The first pawn shops to actually identify themselves as such in the United States were established sometime in the early 19th century. While these pawn shops looked much different from today’s modern pawn shops where people commonly pawn diamond jewelry, Rolex watches and gold, they still operated under the same basic premise – an equal opportunity lender to any who had valuable, resalable collateral for the time.
Early pawn shops may have accepted winter coats or pots and pans, rather than electronics and jewelry but they still helped individuals get the cash they needed to make ends meet. Pawn shops in urban areas in the United States grew rapidly, due in part to the low wages paid by the growing domestic manufacturing sector.
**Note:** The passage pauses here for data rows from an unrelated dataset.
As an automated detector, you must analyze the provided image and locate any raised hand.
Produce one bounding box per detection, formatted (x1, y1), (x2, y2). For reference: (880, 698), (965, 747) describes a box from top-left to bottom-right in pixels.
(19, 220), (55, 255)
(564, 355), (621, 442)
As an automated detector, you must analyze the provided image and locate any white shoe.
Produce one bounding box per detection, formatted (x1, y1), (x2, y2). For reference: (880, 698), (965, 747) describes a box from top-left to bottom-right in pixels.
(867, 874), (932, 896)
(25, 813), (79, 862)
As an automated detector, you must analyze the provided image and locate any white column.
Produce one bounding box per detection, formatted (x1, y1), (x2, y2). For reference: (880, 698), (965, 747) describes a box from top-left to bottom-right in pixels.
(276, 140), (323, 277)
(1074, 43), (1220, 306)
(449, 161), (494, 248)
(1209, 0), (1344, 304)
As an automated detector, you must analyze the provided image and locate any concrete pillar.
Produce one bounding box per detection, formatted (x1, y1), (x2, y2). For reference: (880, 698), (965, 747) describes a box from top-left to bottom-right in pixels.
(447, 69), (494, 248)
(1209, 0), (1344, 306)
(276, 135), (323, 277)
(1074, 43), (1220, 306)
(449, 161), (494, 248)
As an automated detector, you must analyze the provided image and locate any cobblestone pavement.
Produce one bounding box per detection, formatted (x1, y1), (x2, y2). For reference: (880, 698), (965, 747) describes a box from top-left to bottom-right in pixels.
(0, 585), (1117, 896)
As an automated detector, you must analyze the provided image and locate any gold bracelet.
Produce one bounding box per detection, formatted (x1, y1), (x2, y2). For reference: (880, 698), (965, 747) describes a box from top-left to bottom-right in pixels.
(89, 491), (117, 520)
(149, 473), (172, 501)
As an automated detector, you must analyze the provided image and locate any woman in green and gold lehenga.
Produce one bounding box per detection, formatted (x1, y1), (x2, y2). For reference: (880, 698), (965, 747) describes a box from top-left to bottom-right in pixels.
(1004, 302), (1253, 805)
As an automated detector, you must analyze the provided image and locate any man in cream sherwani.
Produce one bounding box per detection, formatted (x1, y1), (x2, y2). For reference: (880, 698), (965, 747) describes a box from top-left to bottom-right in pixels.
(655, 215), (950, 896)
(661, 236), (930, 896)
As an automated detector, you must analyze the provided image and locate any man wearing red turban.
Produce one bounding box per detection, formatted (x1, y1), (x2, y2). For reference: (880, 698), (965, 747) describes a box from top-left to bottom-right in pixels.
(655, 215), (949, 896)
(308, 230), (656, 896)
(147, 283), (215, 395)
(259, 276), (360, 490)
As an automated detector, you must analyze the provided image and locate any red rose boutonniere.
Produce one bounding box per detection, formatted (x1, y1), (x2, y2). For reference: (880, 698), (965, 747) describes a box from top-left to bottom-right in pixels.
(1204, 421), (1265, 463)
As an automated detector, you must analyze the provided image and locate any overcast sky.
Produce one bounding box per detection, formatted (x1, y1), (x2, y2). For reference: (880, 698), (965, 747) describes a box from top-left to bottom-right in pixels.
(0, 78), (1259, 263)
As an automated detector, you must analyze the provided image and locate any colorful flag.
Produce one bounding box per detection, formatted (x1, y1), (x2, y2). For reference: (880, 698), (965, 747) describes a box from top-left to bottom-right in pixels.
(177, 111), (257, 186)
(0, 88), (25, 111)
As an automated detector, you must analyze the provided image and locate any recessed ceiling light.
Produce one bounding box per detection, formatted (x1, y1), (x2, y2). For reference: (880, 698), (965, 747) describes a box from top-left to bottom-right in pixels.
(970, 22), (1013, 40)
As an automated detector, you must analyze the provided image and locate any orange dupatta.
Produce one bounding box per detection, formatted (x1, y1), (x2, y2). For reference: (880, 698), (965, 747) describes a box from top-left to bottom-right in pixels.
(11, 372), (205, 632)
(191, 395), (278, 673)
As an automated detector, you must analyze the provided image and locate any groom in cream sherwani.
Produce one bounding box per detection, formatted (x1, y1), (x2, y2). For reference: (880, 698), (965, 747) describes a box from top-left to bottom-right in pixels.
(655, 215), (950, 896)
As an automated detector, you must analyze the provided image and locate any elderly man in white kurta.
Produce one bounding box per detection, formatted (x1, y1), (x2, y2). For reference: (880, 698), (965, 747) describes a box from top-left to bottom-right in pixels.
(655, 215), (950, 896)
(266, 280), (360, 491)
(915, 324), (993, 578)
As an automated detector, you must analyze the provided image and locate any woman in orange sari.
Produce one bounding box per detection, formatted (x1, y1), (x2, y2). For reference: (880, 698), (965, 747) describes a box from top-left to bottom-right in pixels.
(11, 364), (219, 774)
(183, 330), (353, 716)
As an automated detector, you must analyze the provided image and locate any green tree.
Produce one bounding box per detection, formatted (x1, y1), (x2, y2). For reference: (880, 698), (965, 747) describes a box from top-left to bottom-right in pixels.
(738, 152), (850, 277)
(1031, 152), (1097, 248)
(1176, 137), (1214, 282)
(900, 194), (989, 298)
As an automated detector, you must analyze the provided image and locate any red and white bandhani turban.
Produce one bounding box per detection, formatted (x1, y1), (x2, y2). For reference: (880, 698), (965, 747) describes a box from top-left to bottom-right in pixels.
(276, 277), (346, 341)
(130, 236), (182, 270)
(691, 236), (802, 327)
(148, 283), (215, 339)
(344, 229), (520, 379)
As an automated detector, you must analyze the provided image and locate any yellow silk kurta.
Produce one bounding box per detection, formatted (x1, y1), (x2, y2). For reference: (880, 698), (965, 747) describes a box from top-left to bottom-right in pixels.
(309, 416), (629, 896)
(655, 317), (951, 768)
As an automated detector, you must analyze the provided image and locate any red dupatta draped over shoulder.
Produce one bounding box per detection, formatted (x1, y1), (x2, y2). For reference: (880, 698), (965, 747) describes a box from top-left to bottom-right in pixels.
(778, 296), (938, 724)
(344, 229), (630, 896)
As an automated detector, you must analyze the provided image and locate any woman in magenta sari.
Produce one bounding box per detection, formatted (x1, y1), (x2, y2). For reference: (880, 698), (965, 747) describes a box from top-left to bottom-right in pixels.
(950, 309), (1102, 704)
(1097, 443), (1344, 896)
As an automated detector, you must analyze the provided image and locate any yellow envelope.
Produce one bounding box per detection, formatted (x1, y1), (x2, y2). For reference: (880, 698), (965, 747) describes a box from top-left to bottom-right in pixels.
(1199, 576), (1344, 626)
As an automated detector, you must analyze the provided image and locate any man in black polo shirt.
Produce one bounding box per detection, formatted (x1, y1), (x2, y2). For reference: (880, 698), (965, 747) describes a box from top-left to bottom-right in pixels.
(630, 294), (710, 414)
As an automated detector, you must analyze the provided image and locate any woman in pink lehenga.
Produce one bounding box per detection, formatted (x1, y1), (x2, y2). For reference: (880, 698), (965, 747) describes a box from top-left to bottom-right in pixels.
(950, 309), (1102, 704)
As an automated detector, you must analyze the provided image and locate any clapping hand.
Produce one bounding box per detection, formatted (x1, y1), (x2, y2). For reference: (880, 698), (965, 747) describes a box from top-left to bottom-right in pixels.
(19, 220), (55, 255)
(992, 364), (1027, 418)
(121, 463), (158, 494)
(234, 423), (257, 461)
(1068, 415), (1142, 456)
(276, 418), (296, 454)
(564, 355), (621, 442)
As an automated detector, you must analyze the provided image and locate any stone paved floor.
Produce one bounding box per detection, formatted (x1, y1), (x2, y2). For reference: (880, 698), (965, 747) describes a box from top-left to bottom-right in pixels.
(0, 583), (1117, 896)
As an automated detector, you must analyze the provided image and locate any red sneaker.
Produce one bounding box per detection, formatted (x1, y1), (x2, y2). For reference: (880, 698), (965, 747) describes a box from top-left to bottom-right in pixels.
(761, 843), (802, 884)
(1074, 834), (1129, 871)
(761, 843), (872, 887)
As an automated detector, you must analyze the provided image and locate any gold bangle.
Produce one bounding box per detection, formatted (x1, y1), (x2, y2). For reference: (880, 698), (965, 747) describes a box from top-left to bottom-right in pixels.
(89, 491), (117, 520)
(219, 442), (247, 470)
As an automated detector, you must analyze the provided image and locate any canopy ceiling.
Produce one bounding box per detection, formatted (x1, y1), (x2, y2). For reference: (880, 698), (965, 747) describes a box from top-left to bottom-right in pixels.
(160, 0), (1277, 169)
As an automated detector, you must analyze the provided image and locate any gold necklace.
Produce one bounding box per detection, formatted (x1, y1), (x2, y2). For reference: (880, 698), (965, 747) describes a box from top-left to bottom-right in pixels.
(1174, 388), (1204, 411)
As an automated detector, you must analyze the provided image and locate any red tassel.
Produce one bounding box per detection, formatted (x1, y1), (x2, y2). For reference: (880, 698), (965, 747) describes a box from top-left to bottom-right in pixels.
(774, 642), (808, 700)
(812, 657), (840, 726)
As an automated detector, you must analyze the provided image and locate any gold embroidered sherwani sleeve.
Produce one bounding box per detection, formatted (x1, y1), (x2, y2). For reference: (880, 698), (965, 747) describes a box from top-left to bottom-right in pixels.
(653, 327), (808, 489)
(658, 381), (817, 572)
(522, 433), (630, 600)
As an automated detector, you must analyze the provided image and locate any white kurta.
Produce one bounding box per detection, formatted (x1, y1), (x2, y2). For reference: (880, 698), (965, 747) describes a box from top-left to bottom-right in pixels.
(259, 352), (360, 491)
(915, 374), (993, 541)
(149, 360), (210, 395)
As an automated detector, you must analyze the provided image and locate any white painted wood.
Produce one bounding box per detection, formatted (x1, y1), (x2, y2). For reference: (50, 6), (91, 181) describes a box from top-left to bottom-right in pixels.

In the early to mid-1800’s a pawn loan could be crucial for families struggling to pay for food, housing and other basic expenses. Similar to today’s pawn shop uses, business owners were known to use pawn loans in order to make payroll, and even the rich would make use of a pawn shop to help finance a vacation. The reputation of the pawnbroker in public perception is changing again as more and more people have come to need the service in the wake of the struggling economy.